Most of the time, when you decide to vacation somewhere you do research on all the amazing things you can do, and all the benefits of a visit. I call this an incomplete research process. What I am really interested are all the things that are wrong with a place, and the myriad of different ways I can get into trouble.
So I found this map, which outlines which states are plagued with which problems. I thought I would highlight some factoids for you, to help make your next state-side vacation as exciting as possible:
Only have two teeth in your head? Morbidly obese? Try North Dakota. I doubt this comes as a surprise to anyone, but out of ten total residents of North Dakota, eight are inexplicably fugz. The other two are dead, but nobody has noticed yet because their trailers are spaced 75 miles apart.
Have a retarded baby? Maine is the place for you. You probably want your retarded baby to be around other like-minded babies so it can develop with realistic standards. Keanu Reeves’s parents should have consulted this map.

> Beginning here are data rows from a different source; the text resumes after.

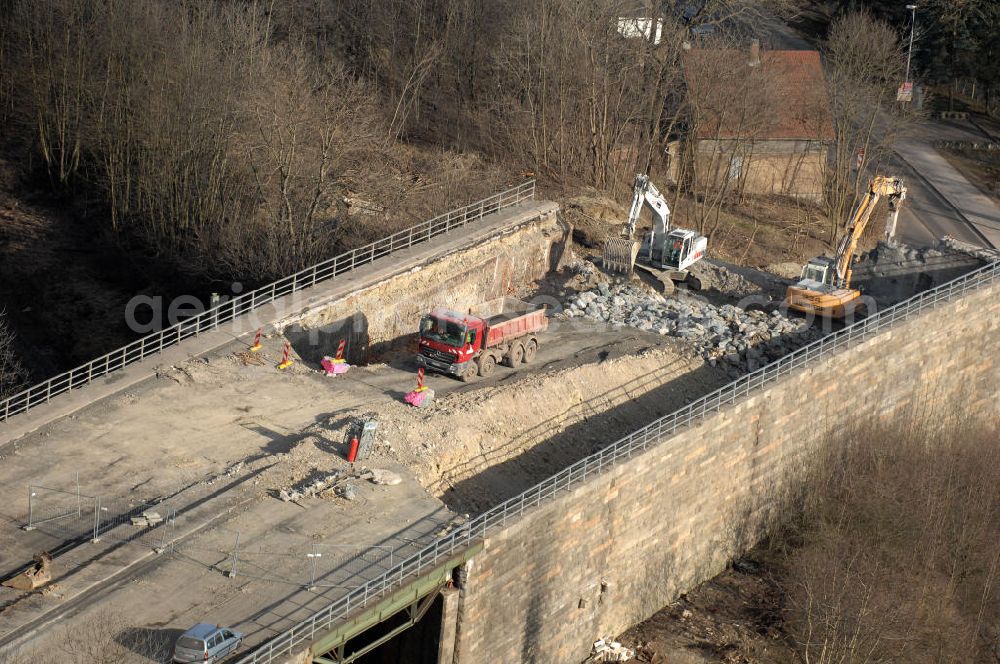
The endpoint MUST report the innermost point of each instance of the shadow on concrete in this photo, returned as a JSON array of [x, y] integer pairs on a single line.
[[313, 344], [154, 644], [893, 274], [546, 448]]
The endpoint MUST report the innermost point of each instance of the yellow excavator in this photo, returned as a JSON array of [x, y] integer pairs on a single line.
[[825, 287]]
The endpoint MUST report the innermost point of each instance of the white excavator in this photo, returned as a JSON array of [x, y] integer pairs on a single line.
[[825, 287], [664, 253]]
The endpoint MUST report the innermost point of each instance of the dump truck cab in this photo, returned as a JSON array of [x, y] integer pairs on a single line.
[[449, 340], [466, 345]]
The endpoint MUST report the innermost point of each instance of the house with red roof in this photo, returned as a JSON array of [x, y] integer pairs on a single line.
[[759, 122]]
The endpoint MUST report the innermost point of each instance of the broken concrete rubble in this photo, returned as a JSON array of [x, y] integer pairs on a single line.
[[740, 339]]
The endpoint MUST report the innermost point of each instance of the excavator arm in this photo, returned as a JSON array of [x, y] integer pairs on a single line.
[[620, 253], [892, 187], [646, 193]]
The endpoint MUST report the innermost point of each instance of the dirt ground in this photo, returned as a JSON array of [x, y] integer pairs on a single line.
[[734, 618], [218, 438]]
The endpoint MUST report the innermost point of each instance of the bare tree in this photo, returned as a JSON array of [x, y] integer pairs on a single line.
[[865, 63], [12, 375]]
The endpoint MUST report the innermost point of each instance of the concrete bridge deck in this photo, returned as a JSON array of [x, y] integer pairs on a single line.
[[268, 316]]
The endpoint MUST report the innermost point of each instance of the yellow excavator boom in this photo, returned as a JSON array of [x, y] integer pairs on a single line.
[[825, 286]]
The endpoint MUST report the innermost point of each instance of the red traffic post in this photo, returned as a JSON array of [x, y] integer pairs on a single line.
[[286, 360]]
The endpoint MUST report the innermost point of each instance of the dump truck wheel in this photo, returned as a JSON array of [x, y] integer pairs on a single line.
[[487, 363], [515, 356], [530, 349], [469, 373]]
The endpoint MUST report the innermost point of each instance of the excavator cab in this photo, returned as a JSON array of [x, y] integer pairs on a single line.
[[662, 248], [818, 271]]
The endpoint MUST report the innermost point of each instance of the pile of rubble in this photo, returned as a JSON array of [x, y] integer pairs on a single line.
[[738, 339]]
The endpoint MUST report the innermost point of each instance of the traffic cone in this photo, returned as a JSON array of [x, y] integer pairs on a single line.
[[336, 365], [286, 361], [422, 395]]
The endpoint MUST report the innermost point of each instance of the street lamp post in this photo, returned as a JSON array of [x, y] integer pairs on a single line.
[[909, 52]]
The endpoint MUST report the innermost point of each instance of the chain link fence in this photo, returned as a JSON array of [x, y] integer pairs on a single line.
[[635, 443], [154, 343]]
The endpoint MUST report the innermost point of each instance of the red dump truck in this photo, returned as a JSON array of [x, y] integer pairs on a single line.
[[466, 345]]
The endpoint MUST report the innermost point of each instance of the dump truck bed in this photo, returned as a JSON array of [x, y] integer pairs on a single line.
[[508, 318]]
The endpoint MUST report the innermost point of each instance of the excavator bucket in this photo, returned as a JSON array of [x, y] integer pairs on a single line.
[[620, 254]]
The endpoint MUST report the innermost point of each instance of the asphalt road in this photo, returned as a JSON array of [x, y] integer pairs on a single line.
[[926, 215]]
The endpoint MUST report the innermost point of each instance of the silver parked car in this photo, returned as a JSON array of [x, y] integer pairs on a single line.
[[206, 643]]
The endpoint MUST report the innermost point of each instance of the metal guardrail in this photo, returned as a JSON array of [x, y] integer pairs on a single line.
[[639, 441], [154, 343]]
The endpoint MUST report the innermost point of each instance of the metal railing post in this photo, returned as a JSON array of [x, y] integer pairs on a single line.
[[236, 557]]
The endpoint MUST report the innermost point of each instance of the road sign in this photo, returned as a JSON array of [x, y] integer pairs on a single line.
[[905, 92]]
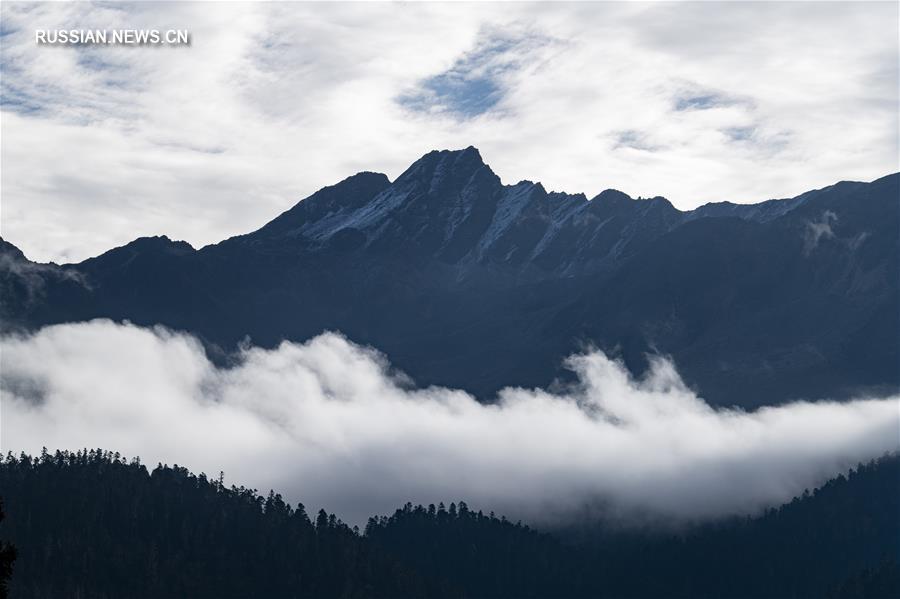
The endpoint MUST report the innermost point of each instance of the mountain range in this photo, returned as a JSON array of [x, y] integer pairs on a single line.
[[466, 282]]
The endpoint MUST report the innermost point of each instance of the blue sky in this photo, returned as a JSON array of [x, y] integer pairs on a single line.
[[697, 102]]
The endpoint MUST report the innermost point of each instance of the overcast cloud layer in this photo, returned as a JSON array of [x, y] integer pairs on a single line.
[[698, 102], [327, 424]]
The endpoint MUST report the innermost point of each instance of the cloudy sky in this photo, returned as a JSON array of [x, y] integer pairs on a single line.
[[697, 102]]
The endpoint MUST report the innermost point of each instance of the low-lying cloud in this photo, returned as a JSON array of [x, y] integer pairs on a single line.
[[326, 423]]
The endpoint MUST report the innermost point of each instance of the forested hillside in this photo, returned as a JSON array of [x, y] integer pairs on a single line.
[[91, 524]]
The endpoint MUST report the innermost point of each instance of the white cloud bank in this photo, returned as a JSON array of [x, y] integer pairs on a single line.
[[327, 424]]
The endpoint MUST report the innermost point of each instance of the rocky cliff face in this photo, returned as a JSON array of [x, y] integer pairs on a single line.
[[465, 281]]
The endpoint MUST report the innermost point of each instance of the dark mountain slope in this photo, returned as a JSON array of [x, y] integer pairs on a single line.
[[93, 525], [467, 282]]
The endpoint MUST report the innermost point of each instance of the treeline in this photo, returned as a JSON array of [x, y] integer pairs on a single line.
[[93, 525]]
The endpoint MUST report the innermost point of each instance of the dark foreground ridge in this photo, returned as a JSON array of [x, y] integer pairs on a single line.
[[473, 284], [93, 525]]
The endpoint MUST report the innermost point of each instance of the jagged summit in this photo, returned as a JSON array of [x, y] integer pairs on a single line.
[[466, 282]]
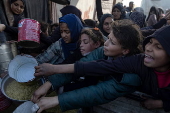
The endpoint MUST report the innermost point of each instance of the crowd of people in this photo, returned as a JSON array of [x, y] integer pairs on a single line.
[[90, 63]]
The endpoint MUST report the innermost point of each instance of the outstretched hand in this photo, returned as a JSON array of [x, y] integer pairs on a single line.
[[2, 27], [44, 69], [47, 102], [41, 91]]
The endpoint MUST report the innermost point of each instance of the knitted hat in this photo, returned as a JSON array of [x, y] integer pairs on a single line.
[[163, 37]]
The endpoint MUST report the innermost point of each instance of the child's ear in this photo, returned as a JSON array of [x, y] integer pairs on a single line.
[[97, 44], [125, 51]]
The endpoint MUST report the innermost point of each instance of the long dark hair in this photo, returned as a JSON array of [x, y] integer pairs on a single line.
[[128, 35], [156, 12]]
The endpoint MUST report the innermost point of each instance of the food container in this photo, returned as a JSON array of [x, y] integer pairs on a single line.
[[21, 68], [6, 82], [29, 33]]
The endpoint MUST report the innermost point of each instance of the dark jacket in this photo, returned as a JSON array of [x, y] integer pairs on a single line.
[[132, 64]]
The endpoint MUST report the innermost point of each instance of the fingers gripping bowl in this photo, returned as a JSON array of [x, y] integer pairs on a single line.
[[20, 83]]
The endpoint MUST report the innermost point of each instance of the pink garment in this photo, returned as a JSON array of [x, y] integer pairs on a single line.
[[163, 78], [152, 20]]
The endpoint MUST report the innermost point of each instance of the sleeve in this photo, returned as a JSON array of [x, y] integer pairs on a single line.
[[160, 23], [51, 39], [51, 54], [94, 55], [131, 64], [101, 93]]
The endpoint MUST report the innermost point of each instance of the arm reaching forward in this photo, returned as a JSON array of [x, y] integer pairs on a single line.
[[46, 69]]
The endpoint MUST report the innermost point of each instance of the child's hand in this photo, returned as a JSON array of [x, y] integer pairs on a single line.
[[152, 104], [44, 69], [41, 91], [46, 103]]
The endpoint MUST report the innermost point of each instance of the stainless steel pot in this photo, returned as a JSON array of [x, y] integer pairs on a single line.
[[5, 81], [7, 52]]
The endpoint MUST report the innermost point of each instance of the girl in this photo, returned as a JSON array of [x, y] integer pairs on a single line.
[[17, 8], [117, 45], [118, 12], [105, 24], [152, 67], [153, 16], [70, 29]]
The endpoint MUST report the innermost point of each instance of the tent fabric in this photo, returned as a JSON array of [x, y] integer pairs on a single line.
[[38, 10]]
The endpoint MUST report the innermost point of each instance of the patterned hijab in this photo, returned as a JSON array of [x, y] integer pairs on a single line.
[[17, 17], [104, 16]]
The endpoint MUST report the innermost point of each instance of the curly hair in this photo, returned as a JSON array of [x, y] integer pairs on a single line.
[[128, 35]]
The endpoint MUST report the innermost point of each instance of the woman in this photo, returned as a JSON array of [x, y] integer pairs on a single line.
[[153, 16], [153, 67], [105, 24], [117, 45]]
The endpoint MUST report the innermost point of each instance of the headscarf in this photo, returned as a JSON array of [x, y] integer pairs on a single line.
[[139, 9], [138, 18], [75, 26], [104, 16], [17, 17], [122, 10]]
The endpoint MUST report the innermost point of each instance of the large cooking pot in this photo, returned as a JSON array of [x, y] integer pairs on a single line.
[[7, 53]]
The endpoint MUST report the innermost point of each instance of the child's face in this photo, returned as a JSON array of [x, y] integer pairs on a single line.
[[155, 56], [17, 7], [116, 13], [65, 32], [87, 45], [107, 24], [112, 47]]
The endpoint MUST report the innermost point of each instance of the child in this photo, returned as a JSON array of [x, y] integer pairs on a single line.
[[152, 67], [90, 39], [70, 29], [124, 31], [105, 24]]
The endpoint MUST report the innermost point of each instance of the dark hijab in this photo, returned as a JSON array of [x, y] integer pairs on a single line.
[[17, 17], [75, 26], [138, 18], [104, 16]]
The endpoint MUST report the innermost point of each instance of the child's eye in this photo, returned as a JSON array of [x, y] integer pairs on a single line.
[[22, 7]]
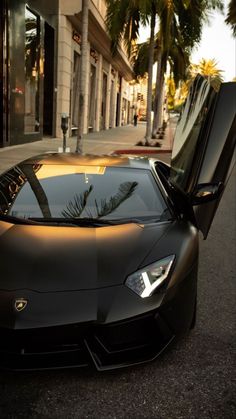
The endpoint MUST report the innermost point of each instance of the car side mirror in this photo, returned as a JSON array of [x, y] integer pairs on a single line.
[[206, 192]]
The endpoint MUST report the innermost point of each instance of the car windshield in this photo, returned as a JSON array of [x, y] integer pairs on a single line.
[[66, 192]]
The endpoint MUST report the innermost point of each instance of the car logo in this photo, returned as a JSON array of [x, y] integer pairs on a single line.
[[20, 304]]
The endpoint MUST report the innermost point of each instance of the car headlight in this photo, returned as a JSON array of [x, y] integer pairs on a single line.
[[145, 281]]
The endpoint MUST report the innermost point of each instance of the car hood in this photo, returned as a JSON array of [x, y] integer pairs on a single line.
[[50, 259]]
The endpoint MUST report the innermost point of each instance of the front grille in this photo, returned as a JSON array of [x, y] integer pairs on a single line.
[[107, 346]]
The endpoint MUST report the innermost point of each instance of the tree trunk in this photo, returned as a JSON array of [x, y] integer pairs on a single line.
[[82, 75], [158, 101], [150, 71]]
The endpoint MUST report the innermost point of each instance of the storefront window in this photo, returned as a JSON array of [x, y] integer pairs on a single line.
[[31, 120]]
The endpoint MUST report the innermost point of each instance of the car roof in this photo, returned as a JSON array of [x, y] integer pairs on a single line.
[[138, 162]]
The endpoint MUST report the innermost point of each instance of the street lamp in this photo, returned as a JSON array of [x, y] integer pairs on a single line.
[[64, 127]]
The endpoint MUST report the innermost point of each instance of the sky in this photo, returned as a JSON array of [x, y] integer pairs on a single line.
[[217, 42]]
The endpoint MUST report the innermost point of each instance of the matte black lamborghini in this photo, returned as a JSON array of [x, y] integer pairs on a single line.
[[99, 255]]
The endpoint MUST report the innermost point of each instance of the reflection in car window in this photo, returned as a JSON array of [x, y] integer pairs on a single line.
[[67, 191], [191, 131]]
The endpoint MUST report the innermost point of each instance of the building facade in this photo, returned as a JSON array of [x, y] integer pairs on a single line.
[[40, 69]]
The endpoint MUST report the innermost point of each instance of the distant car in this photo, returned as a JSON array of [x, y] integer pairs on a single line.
[[99, 254]]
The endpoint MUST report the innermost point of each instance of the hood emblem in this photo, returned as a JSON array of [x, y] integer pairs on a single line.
[[20, 304]]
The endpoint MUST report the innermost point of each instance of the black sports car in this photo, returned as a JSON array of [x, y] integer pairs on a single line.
[[99, 254]]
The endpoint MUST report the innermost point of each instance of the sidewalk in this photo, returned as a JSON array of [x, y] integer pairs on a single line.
[[116, 140]]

Want to sell your passport and restart your life on an island in the South Pacific using the name “Ralston Habana”? Who doesn’t? My home-state of Florida is the birthplace of identity theft. This is especially handy if you screwed up your credit at 18-years-old with a Banana Republic credit card, and are looking for some financial relief.
Like to spend hundreds of mind-numbing hours on public transit that smells like a barbie turd covered in burnt hair? Apparently New York is calling your name. I am not sure I agree with this though, as I think that New York should be more ashamed of the numbers of assholes it creates. Los Angeles is the only place in the country with more assholes than New York, but since they are high all the time nobody takes them seriously. Put a bunch of assholes on a 2 hour daily commute, and you have a recipe for success.
I hope this has been helpful. I am off to get an abortion in Delaware.